City offering neighborhood grants; application deadline is April 30
Last year, the Wilson Hill neighborhood started a bulletin board for news about the area.
Neighbors on Kenbrook Drive and Foster Avenue held an intergenerational picnic at the park. Bowerman residents started a block watch to make their street safer.
All three projects were funded with Worthington Neighborhood Development grants, a program to provide financial incentives and create opportunities for neighbors to work together, form neighborhood organizations, make improvements in their neighborhoods and/or develop programs that promote neighborhood cohesiveness.
Neighbors could start up a civic group in their neighborhood or work on a beautification project on their street with money supplied by the city.

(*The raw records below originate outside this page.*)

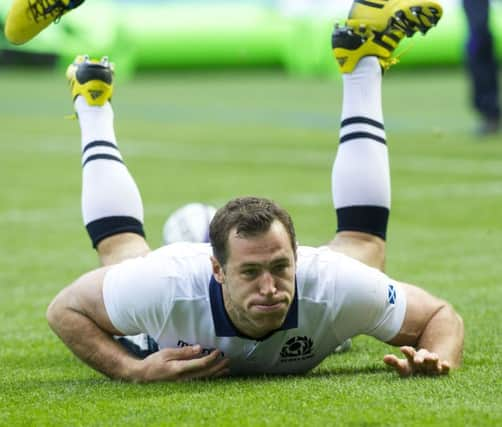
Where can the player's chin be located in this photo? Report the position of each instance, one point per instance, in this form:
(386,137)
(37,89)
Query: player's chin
(271,316)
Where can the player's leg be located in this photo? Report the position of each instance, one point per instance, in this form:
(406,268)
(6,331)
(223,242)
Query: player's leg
(361,178)
(482,65)
(111,203)
(26,18)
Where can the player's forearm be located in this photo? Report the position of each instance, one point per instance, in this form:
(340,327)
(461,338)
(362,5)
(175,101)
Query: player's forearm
(91,344)
(444,335)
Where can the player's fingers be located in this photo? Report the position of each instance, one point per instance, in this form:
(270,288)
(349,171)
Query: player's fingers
(445,367)
(193,366)
(218,369)
(184,353)
(409,352)
(432,364)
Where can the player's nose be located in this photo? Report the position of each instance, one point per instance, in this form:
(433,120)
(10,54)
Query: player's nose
(267,284)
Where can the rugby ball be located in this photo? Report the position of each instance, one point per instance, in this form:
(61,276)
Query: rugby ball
(189,223)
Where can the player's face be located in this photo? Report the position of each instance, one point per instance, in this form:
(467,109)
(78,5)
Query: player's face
(259,280)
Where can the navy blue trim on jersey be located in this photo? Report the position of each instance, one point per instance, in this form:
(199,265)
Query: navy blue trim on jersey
(224,327)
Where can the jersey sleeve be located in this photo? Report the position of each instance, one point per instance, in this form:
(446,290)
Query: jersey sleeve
(138,296)
(368,302)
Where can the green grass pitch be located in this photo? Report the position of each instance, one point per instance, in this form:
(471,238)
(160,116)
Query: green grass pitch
(207,138)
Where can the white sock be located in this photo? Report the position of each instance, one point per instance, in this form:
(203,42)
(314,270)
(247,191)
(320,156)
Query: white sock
(111,202)
(361,176)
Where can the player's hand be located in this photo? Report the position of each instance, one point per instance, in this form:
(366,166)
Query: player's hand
(421,362)
(179,364)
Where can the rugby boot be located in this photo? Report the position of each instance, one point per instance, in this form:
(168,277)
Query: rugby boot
(91,79)
(26,18)
(375,28)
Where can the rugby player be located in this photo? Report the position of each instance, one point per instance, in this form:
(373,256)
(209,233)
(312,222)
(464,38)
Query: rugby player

Now is the time to apply for a grant of up to $500. They will be awarded for projects that demonstrate a public benefit and promote neighborhood identity; aid in the development of a neighborhood organization; increase neighborhood safety; implement neighborhood beautification efforts; or build a sense of community in neighborhoods.
Grant applications are being accepted through April 30. Applications will be reviewed during May, and funds will be awarded by May 31. The grant application packet may be downloaded online at worthington.org. Residents also may pick up the packets at the Worthington Municipal Building, 6550 N. High St., during regular business hours. For questions, or more information, call Lori Trego at 614-854-7171 or email firstname.lastname@example.org.
City Council and the Community Relations Commission began the grant program in 2008 to help strengthen Worthington neighborhoods.
The Wilson Hill bulletin board project, for $370, allowed neighbors to band to erect a community bulletin board to be used to encourage neighborhood communication regarding safety and other neighborhood event information and as a project to build neighborhood connections.
The Kenbrook/Foster community project, for $379, was called "Picnic in the Park," which was a neighborhood gathering to help neighbors to get to know each other, particularly as an opportunity for young families to interact with retirees in the neighborhood.
Initial neighborhood gatherings could be the starting point for other neighborhood activities and the formation of neighborhood associations, said Trego, the city's personnel director who was active in developing the program.
The Bowerman block watch used $275 in grant funds to start a neighborhood block watch, which has included meeting materials, brochures and scheduling programs on self-defense, home security and Internet safety. This group mentioned that the objective of the Bowerman block watch was to build connections and help crime prevention "through social, safety and security events and neighborly relationships," Trego said.